Gazze Savaşı üzerine oynanan bahisler ve yeni bölgesel düzenin zorlukları

Hamas, birden fazla tarafın kendi amaçlarına hizmet etmek için kullanması nedeniyle kontrol edilmesi zor bir dalga başlattı

Soru, Ortadoğu'nun yeni bir bölgesel düzene veya yeni bir Amerikan, İslami, Çinli veya Rus Ortadoğu'ya ne ölçüde hazır göründüğüdür (AFP)
Soru, Ortadoğu'nun yeni bir bölgesel düzene veya yeni bir Amerikan, İslami, Çinli veya Rus Ortadoğu'ya ne ölçüde hazır göründüğüdür (AFP)
TT

Gazze Savaşı üzerine oynanan bahisler ve yeni bölgesel düzenin zorlukları

Soru, Ortadoğu'nun yeni bir bölgesel düzene veya yeni bir Amerikan, İslami, Çinli veya Rus Ortadoğu'ya ne ölçüde hazır göründüğüdür (AFP)
Soru, Ortadoğu'nun yeni bir bölgesel düzene veya yeni bir Amerikan, İslami, Çinli veya Rus Ortadoğu'ya ne ölçüde hazır göründüğüdür (AFP)

Refik Huri

Gazze savaşı, güney Lübnan cephesinde yürütülen Hamas'a “destek savaşının” adeta bir ekine dönüşmek üzere. Devreye alınan “arenaların birliği” Gazze savaşına kapsamlı bir savaşa dönüşme özelliği kazandırmadı, geniş çaplı bir savaşa ilişkin yerel, bölgesel ve uluslararası uyarılar da sadece güney Lübnan ve kuzey İsrail cephelerine odaklanıyor.

Gazze'deki tüm "ertesi gün" senaryoları Gazze Şeridi’nin çok ötesindeki jeopolitik ve stratejik alanla çatışıyor. Uluslararası çatışmalar ile tüm bölgesel çatışmaları görmeden, ne tek başına Gazze’de ne yalnızca Gazze ve Batı Şeria’da ne de Suriye, Irak, Ürdün ve Yemen olmadan Filistin ve Lübnan'da ertesi güne ulaşmaya çalışmanın bir anlamı yok.

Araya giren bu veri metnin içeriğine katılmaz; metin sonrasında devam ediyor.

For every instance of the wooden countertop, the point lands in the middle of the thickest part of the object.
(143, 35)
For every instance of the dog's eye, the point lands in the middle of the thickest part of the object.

Şu anda hakim olan izlenim, Gazze savaşı ve Aksa Tufanı sonrasında devreye giren arenaların birliği savaşlarının, sonrasında yeni bir bölgesel düzen arayışını kaçınılmaz kılan tarihi bir dönüm noktası olduğu yönünde. 2006'da Hizbullah ile İsrail arasındaki savaştan sonra da bu konu çok konuşuldu. Dönemin ABD dışişleri bakanı Condoleezza Rice "yeni bir Ortadoğu'nun doğum sancılarından" bahsetmişti. İran Lideri Ali Hamaney, "Amerikan Ortadoğusu'nun değil, İslami bir Ortadoğu'nun" doğuşunu vurgulamak için Hasan Nasrallah'ın "ilahi zafer" dediği şeye tutunmuştu. Ancak Hizbullah'ın iki İsrail askerini kaçırmasının ardından savaş emrini veren İsrail başbakanı Ehud Olmert, sonunda "2006 savaşının amacının Hizbullah'ı yok etmek değil, İsrail’in caydırıcı gücünü tekit etmek olduğunu" itiraf etmişti. Bundan sonra yeni bir bölgesel düzen ve yeni bir Ortadoğu'ya dair tüm konuşmalar buharlaşıp uçtu gitti.

Soru, Ortadoğu'nun yeni bir bölgesel düzene veya yeni bir Amerikan, İslami, Çinli veya Rus Ortadoğu'ya ne ölçüde hazır göründüğüdür? Basit cevabı ise şudur; herhangi bir arayış, değişim ihtiyacı, bunu gerçekleştirme gücünün yanı sıra değişim ve değişim sırasındaki ve sonrasındaki rollere ilişkin bakış açılarındaki farklılıklara bakılmaksızın, bir gerçeklik vizyonundan yola çıkılarak yönetilir. Gerçeklik ise en azından herhangi bir bölgesel sistemi kontrol eden dört temel nokta üzerinde durmaktır.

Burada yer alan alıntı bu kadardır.